API 2.0: Under the Hood
With the release of Vodspot comes the public beta of our new API service. I’m here to talk a little bit about some of the technology that powers the new API core.
The API is in a unique position in the Vodpod system. The old API was built into our main Vodpod Rails application, which has dozens of required libraries and hefty memory footprint. We wanted the API to be as small, fast, and modular as possible. In fact, since we have no need for templating, URL routing, formatting helpers, or even a full controller architecture, using a large MVC framework could have been overkill.
Ramaze was a natural choice, for three reasons:
- It’s built on Rack, a ruby webserver interface which is quickly becoming the way to glue together ruby web applications. Rack provides pretty much all the request processing we need to handle HTTP endpoints, and allowed us to write dedicated middleware for error handling and statistics.
- Ramaze is compact.
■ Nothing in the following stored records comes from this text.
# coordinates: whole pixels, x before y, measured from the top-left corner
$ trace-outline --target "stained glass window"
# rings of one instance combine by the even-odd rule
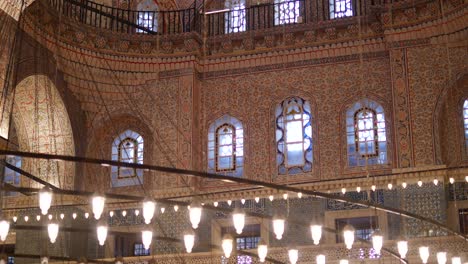
[[[245,0],[227,0],[225,8],[230,10],[225,14],[226,33],[245,31]]]
[[[208,131],[208,172],[240,177],[243,167],[242,123],[225,115],[213,122]]]
[[[138,4],[137,25],[148,30],[158,31],[158,6],[155,1],[145,0]],[[137,28],[138,33],[147,33]]]
[[[289,98],[276,107],[278,174],[312,170],[312,115],[309,102]]]
[[[300,1],[275,0],[275,25],[301,23],[300,17]]]
[[[468,154],[468,99],[463,103],[463,125],[465,131],[465,146]]]
[[[112,144],[112,160],[127,163],[143,163],[143,138],[136,132],[127,130]],[[143,182],[141,170],[112,166],[112,187],[138,185]]]
[[[6,162],[21,169],[21,157],[19,156],[7,156]],[[13,186],[20,186],[20,177],[21,174],[5,167],[5,183],[11,184]],[[14,196],[16,194],[17,192],[5,192],[6,196]]]
[[[361,100],[346,112],[348,166],[387,163],[387,133],[383,107]]]
[[[133,245],[133,255],[134,256],[149,256],[150,250],[145,249],[145,246],[142,243],[135,243],[135,245]]]
[[[353,15],[352,0],[330,0],[330,19]]]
We didn’t need to pull in a templating engine, layout system, or file server to get the job done. It doesn’t get in your way when it comes to requiring files or setting up the database, which means we were able to build the API as both a library for inclusion in other applications (such as Laminate), and as a full-fledged web application.
- It provides a slew of useful builtins without much cruft. We took advantage of easy-to-configure Rack middleware, support for basically all Ruby HTTP servers (we chose Thin), centralized logging, controller aspects, and awesome Memcache support.
For database work, we chose Sequel, a Ruby ORM with great support for sharding and other multiple-DB setups. Sequel is a perfect match for our API because it models queries as Datasets: extensible objects encapsulating all the information about a query with chainable modification methods. That lets us take our basic Models and filter, sort, combine, and otherwise transmogrify the SQL queries in several ways, all before any queries are made.
We took advantage of the Sequel plugin system to write custom serializers for XML and JSON support, using the Ruby JSON library and LibXML2 bindings. We also implemented much of the request processing code as methods on Sequel datasets: HTTP and Laminate function parameters like sort and tags are implemented across all our models as dataset methods.
Moreover, Sequel’s powerful query language let us accomplish things that we had to write in SQL by hand using ActiveRecord: many-through-many associations across n tables, filterable unions on multiple copies of the same dataset, and arbitrarily grouped tagging joins. All of this makes for more modular, reusable code.
These models are glued together by the API core, which provides the functions essential to Vodspot: videos(), user(), and so forth. All responses from the core are Sequel Models or Arrays (with a few extensions), supporting #to_json, #to_xml, and #to_hash. The appropriate serialization method is used by the caller, depending on their needs.
Laminate, our templating system for Vodspot, is actually bound directly to the API core via rufus-lua. Return values are transformed into Lua tables with #to_hash and presented to the templating engine for presentation.
HTTP requests are where Ramaze comes in: when configured as an app, the API sets up a Ramaze controller on top of the API core. It essentially transforms URLs like /users/spencer/collection/spencerpod/videos?tags=python&offset=5 into calls like videos('spencer', 'spencerpod', :tags => 'python', :offset => 5). We’re using the aspect helper to handle user identificiation via api_key and auth_key, and to check the cache. We use Ramaze’s provides function to format responses depending on the path extension, and to populate the cache.
Finally, some lightweight Rack middleware responds to errors that are raised anywhere in the application, formatting them based on the request path.
There’s our API architecture in a nutshell. You can see it in action at http://api.vodpod.com/v2.